Um dos designers mais famosos dos anos 20, 30 e 40, Elsa Schiaparelli era conhecida por sua estética surrealista que era tudo sobre ludicidade, cor e excentricidade. Sua irreverência e seu olhar para o incomum fez fãs de ícones lendários de Hollywood, incluindo Katharine Hepburn e Marlene Dietrich, e ela colaborou com vários artistas, a mais famosa com Salvador Dali.
Em 1954, ela publicou um livro de memórias sobre sua vida colorida, desde o seu apartamento infestado de ratos até o seu período como assistente de enfermeira da Cruz Vermelha durante a Segunda Guerra Mundial e seu eventual sucesso na moda. A Vida Chocante é uma prova da excentricidade e da natureza não conformista do designer… a narrativa muda frequentemente da primeira para a terceira pessoa. Schiap, como ela era chamada, raramente é tocada pelas regras.

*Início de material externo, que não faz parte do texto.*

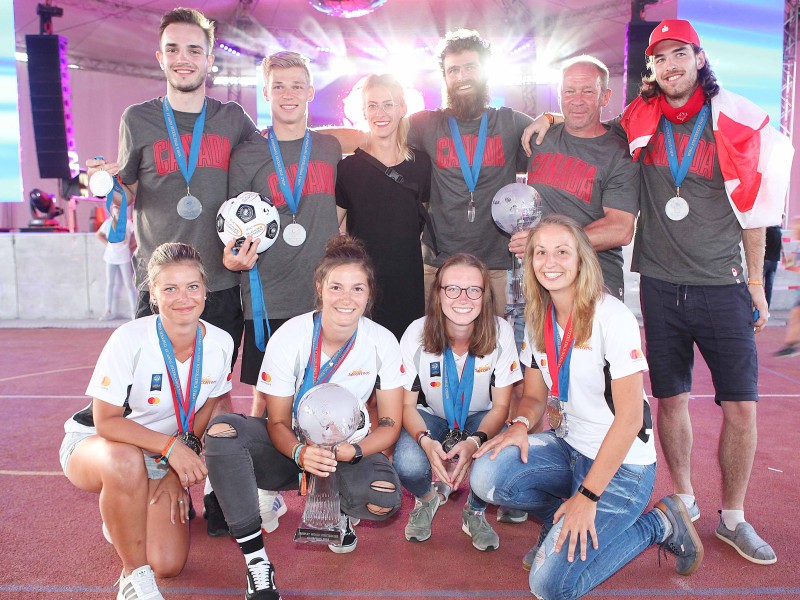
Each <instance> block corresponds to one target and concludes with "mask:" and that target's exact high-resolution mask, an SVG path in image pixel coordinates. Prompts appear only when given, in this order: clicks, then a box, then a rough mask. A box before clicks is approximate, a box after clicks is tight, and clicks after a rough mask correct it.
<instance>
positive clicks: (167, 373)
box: [156, 315, 203, 432]
mask: <svg viewBox="0 0 800 600" xmlns="http://www.w3.org/2000/svg"><path fill="white" fill-rule="evenodd" d="M156 332H157V333H158V344H159V346H161V355H162V356H163V357H164V364H165V365H166V366H167V375H168V376H169V379H170V384H171V385H172V398H173V400H174V401H175V405H176V407H175V408H176V410H175V417H176V418H177V419H178V426H179V427H180V431H181V432H184V431H192V427H193V424H194V407H195V404H197V397H198V396H199V395H200V386H201V385H202V383H203V330H202V329H201V328H200V325H198V326H197V332H196V333H195V341H194V354H193V355H192V369H191V372H190V373H189V396H188V398H184V397H183V390H182V389H181V380H180V375H178V365H177V363H176V361H175V352H174V351H173V350H172V342H170V341H169V337H167V332H166V331H164V325H163V324H162V323H161V315H159V316H158V317H157V318H156Z"/></svg>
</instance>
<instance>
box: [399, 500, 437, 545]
mask: <svg viewBox="0 0 800 600" xmlns="http://www.w3.org/2000/svg"><path fill="white" fill-rule="evenodd" d="M439 504H440V499H439V494H434V495H433V498H431V499H430V500H428V501H427V502H423V501H422V500H420V499H419V498H414V510H412V511H411V514H410V515H408V523H406V539H407V540H408V541H409V542H424V541H425V540H427V539H428V538H429V537H431V522H432V521H433V515H435V514H436V511H437V510H439Z"/></svg>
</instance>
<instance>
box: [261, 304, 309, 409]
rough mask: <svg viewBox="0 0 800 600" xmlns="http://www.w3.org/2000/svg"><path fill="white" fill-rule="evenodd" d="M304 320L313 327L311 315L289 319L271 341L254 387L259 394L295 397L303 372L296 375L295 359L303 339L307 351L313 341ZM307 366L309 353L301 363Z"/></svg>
mask: <svg viewBox="0 0 800 600" xmlns="http://www.w3.org/2000/svg"><path fill="white" fill-rule="evenodd" d="M306 320H308V322H309V323H313V322H312V316H311V313H307V314H304V315H300V316H299V317H294V318H293V319H290V320H289V321H287V322H286V323H284V324H283V325H282V326H281V327H279V328H278V330H277V331H275V333H274V334H273V335H272V337H270V339H269V341H268V342H267V348H266V352H265V353H264V360H263V361H262V363H261V372H260V373H259V376H258V383H256V389H257V390H258V391H259V392H264V393H265V394H270V395H271V396H292V397H294V394H295V392H296V391H297V380H298V379H299V378H300V377H302V372H300V373H296V372H295V365H296V364H297V356H298V353H300V352H302V350H303V348H305V347H306V344H305V343H304V342H306V338H308V347H309V348H310V340H311V337H312V329H310V328H309V327H306ZM306 330H308V331H306ZM307 363H308V350H307V351H306V356H305V359H304V360H302V361H301V364H302V367H303V368H305V366H306V364H307Z"/></svg>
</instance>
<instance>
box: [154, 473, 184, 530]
mask: <svg viewBox="0 0 800 600" xmlns="http://www.w3.org/2000/svg"><path fill="white" fill-rule="evenodd" d="M159 502H168V503H169V507H170V508H169V518H170V521H171V522H172V524H173V525H174V524H175V523H176V519H180V521H181V523H187V522H188V521H189V491H188V490H187V489H186V488H184V487H183V482H181V480H180V479H179V478H178V474H177V473H176V472H175V471H174V470H172V469H170V471H169V473H167V474H166V476H164V477H163V478H162V479H161V480H160V481H159V482H158V485H157V486H156V489H155V490H154V491H153V496H152V497H151V498H150V504H156V503H159Z"/></svg>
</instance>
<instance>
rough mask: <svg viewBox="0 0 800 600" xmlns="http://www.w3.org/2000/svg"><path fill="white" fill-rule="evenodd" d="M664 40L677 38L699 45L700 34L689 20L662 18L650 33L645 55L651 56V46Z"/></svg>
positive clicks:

A autobiografia apresentada como parte da série V&A’s Fashion Perspectives e-book, na qual modelos, editores de revistas e os estilistas levam os leitores para os bastidores, como Balenciaga, Balmain, Chanel, Dior e Harper’s Bazaar. Agora, o museu disponibilizou extractos destes notáveis livros online gratuitamente para que os leitores possam desfrutar em casa durante o encerramento.
Aqui, partilhamos uma passagem de Shocking Life, publicada com a permissão de V&A Publishing, na qual Schiaparelli recorda como concebeu o seu primeiro design – um grande momento na história da moda.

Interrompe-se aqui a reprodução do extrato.